HARARE – In the just started 2021/30-decade, fossil fuels (coal, oil, gas) will continue to lose global market share as the world energy supply and demand transition to low carbon renewable energy (wind, solar, geothermal, nuclear etc).

Global energy transition is already happening and is expected to gain momentum from 2021. Zimbabwe, which mostly relies on foreign aid for its energy resources development, will not be spared the ongoing transition.

The prime drivers for the energy transition are a multitude of globalised efforts and strategies for climate change solutions aimed at reducing carbon emissions.

These solutions are anchored in fast-evolving energy technologies which continue to improve renewable energy applicability and economics; ready investor capital for low carbon investments, strong climate change lobbies, and enabling environmental and energy policies by governments around the world.

In Zimbabwe, energy transition is already happening as the country is gradually investing  in more renewable energy projects through public-private programmes and 100% government projects such as the Batoka Gorge project among other projects (geothermal and solar).

High carbon coal is still being used in the country and will be hard to abolish as government is in the process of building Hwange 7 and 8 thermal stations. However with the trajectory of international funding prospects, coal is now a condemned input for national power generation and aid might depend on its use in the current decade.

In Zimbabwe, leaving coal buried in the ground is far from becoming a reality, not imaginable in the next few years. A trend being experienced by traditional fossil fuel low income countries around the world.

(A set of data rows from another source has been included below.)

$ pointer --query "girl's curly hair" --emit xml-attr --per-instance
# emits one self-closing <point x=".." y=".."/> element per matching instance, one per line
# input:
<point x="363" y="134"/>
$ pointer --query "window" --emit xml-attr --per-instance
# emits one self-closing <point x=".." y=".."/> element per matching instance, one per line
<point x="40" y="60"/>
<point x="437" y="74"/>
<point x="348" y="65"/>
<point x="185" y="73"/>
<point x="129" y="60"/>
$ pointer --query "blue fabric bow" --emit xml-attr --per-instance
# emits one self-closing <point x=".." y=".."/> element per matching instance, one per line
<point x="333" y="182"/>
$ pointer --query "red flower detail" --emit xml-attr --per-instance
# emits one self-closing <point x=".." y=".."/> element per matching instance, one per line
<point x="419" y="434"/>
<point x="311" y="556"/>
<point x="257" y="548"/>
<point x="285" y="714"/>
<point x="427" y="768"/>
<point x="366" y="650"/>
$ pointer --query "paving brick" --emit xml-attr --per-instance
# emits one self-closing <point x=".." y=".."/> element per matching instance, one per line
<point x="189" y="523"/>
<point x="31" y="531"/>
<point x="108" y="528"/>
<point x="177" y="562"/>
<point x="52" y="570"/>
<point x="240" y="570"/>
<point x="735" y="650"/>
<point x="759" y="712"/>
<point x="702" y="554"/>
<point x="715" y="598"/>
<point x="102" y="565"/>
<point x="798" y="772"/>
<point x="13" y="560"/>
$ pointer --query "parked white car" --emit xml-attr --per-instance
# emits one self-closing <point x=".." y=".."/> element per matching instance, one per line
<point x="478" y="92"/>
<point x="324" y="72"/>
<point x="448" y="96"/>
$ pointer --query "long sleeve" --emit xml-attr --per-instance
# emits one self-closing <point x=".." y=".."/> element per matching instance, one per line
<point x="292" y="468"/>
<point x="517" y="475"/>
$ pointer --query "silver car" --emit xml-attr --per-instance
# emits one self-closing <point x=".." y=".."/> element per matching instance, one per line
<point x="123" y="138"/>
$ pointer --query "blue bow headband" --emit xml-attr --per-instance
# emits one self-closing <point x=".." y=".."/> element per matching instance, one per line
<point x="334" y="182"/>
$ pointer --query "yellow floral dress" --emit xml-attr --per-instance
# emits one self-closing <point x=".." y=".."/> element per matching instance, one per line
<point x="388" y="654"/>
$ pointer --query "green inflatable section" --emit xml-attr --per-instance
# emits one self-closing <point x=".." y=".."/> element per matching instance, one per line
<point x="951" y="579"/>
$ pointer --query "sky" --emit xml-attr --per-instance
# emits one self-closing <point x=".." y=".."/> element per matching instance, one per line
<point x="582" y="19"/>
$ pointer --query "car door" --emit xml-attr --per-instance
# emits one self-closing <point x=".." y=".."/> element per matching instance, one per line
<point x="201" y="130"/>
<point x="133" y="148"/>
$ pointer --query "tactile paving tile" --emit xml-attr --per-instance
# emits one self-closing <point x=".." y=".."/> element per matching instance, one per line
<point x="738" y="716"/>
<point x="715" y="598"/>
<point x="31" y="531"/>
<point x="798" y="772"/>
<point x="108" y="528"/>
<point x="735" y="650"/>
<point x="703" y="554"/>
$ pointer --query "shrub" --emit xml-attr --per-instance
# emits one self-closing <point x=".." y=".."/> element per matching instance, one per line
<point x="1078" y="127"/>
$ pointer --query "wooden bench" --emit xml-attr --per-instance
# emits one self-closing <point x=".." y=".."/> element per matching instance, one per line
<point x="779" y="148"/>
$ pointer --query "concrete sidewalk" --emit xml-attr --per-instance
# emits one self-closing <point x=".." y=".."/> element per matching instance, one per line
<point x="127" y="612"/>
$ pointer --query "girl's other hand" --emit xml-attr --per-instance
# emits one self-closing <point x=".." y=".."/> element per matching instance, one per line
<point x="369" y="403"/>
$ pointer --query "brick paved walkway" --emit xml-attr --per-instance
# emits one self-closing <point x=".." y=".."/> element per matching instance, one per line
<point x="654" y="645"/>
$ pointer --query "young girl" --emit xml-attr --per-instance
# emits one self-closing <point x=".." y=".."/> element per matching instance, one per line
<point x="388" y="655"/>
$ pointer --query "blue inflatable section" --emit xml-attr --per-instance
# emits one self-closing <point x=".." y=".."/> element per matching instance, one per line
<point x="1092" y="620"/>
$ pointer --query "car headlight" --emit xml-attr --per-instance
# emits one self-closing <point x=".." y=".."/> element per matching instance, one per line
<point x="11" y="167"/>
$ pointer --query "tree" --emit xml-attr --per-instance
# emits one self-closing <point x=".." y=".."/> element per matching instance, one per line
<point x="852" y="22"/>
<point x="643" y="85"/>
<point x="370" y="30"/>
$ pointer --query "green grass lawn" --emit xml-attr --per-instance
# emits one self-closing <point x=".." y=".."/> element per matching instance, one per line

However, should Zimbabwe develop its natural gas it would be accommodated into the power generation mix as this resource is considered a relatively low carbon transition energy resource.

In 2021, the most impactful game-changer for energy transition will be Joe Biden’s US presidency. Specifically, the appointment of Secretary John Kelly as the climate-change envoy will accelerate US return to global climate change platforms after four-year absence, speeding up global energy transition.

Under Biden, US oil majors ExxonMobil and Chevron are expected to join their European counterparts (BP, Shell, Total and ENI) in the ongoing energy transition. And by the end of the decade, these companies are likely to rebrand from “oil companies” to “energy companies” investing and trading in both oil/gas and renewable energy. And any prospective multinational oil and gas company doing business in Zimbabwe will likely change accordingly.

Perhaps the most revolutionary energy technology in 2021/30 will be large-scale battery storage technology which will permit storage of intermittent renewable (solar and wind) power generation for input into grid systems during peak demands.

Already battery storage systems of more than 300MW capacity have been achieved. In future, these batteries will likely be a “must” for newly licensed solar plants to permit effective grid integration.

Zimbabwe energy regulators, planners and investors need to accommodate and plan for the expected energy supply and demand scenarios in 2021/30. EVs will come and we need to plan for them. Large-scale energy storage batteries will be part of future power generation investment packages.

Economic common sense supports use of Hwange coal for industrial purposes, until effective renewable energy technologies are developed for industrial heating.

By 2030 the energy sector in the world and possibly in Zimbabwe will look vastly different, mostly driven by climate change solutions and capital.